Defensibility Roadmap

In the age of AI, the building is the easy part. The question is: what constraints still exist that I can remove?

What's Vulnerable
ModeRiskTimeline
Builder AI coding tools make prototyping accessible to non-technical people. "I can build you a chatbot" is a shrinking advantage. 1-2 years
Sounding Board Too vague to be a job description on its own. Only defensible if it leads to concrete outcomes or enables other modes. Now
Thoroughness work Note-taking, status tracking, check-in meetings — exactly what AI agents are getting good at. 6-12 months
What's Durable
ModeWhy It Holds
Format Designer Workshop structure, facilitation timing, when to let people struggle vs. intervene. Pedagogical design, not code. Hard-won through hundreds of sessions.
Strategic Filter Knowing when 60 minutes isn't enough, when to walk away, when a research question needs scoping before building. Judgment about learning thresholds.
System Designer Designing systems that let OTHER people build and experiment at scale. Not "I build for you" but "here's how you build for yourself." Flash Lab & bot101.app already are this.
Next Move: What Constraints Can I Remove?
The winning strategy: spot what just became possible, build value around that new capability
Idea → Pilot is too slow

Researchers have hypotheses but the friction of building and testing is too high. I'm solving this one-off (Health Coach Bot).

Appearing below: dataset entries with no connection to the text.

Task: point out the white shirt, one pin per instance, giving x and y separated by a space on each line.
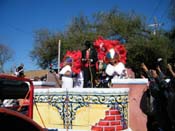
67 82
118 71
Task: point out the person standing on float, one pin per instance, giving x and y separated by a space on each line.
89 59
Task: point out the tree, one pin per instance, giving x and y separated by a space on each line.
129 26
5 55
45 50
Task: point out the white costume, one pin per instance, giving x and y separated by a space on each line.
117 71
78 82
67 81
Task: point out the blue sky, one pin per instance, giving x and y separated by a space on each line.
20 18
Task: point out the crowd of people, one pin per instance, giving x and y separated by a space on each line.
94 72
161 93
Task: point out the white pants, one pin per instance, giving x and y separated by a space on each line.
67 82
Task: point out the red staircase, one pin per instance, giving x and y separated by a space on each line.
112 122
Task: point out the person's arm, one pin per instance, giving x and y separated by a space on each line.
144 67
171 70
161 74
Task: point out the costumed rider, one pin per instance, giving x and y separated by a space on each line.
89 59
115 69
19 72
66 74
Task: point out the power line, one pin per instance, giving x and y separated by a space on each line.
155 9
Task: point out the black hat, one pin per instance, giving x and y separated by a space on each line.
88 44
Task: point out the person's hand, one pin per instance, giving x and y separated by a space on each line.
144 67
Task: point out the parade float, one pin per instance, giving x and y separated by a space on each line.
90 109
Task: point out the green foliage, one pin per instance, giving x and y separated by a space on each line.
141 45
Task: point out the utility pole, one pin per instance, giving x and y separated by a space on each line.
155 26
59 45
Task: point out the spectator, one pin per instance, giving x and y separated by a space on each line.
158 90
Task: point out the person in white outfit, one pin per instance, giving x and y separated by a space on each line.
66 74
115 69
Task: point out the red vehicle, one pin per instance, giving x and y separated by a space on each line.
16 104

The move: Systematize it. A "Prototype Sprint" format — researchers come in with a question, leave with a testable artifact. Flash Lab but for research prototyping.
Faculty don't know what's possible

They can't remove constraints they don't know have disappeared. I see this every day in meetings.

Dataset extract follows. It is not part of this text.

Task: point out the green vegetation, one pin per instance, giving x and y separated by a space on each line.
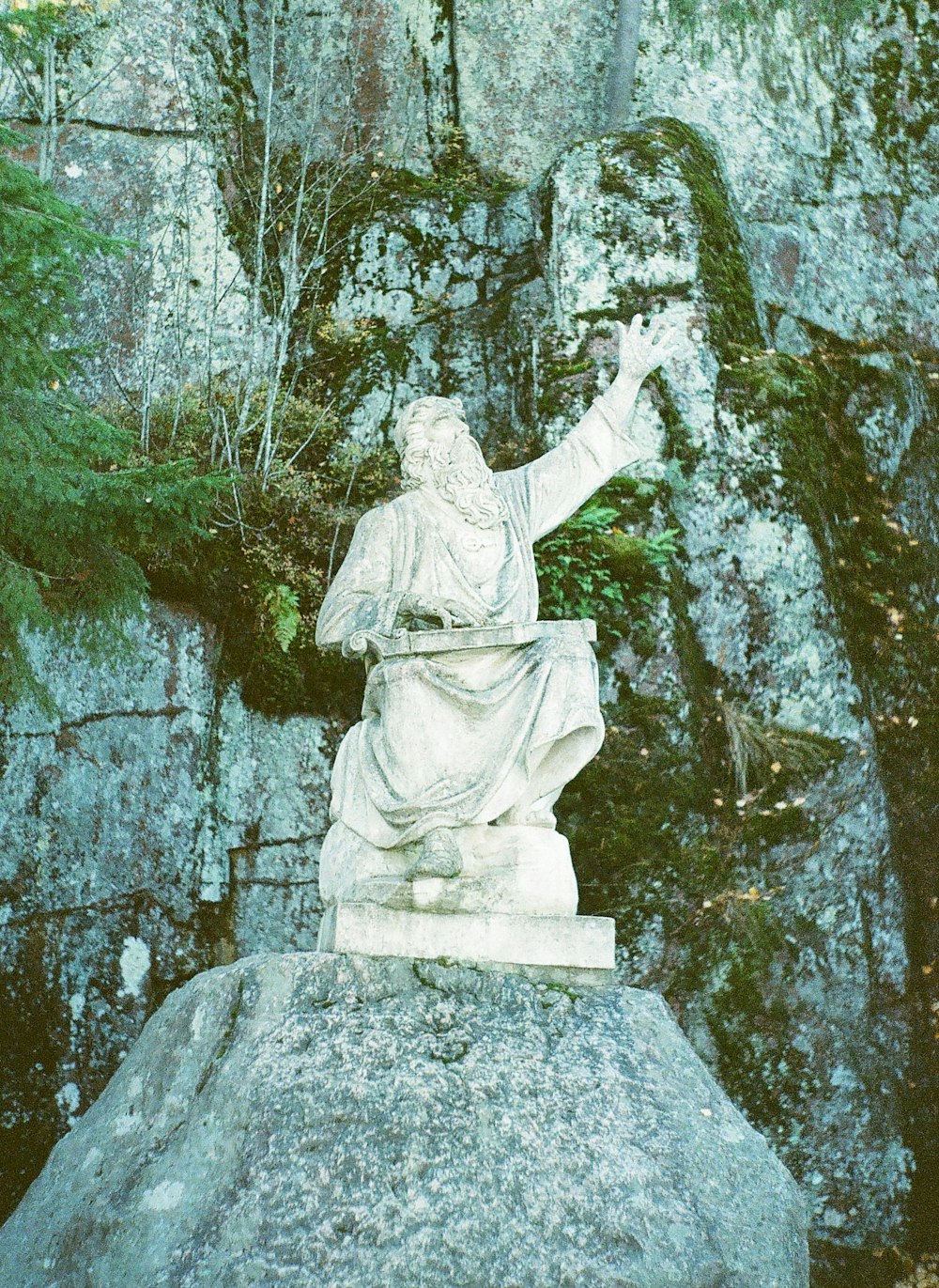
742 16
80 510
590 566
262 566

The move: Build a format for research ideation — faculty bring their question, leave with a scoped prototype plan and understanding of what AI makes newly testable.
No cross-pollination across experiments

Fan/Chu, Marily, Forssell all learning about AI+learning in parallel. No synthesis across the portfolio.

The move: Be the person who spots patterns across 15+ experiments and surfaces insights no individual project would see. Pure judgment-layer work. Requires being in all the rooms — which I already am.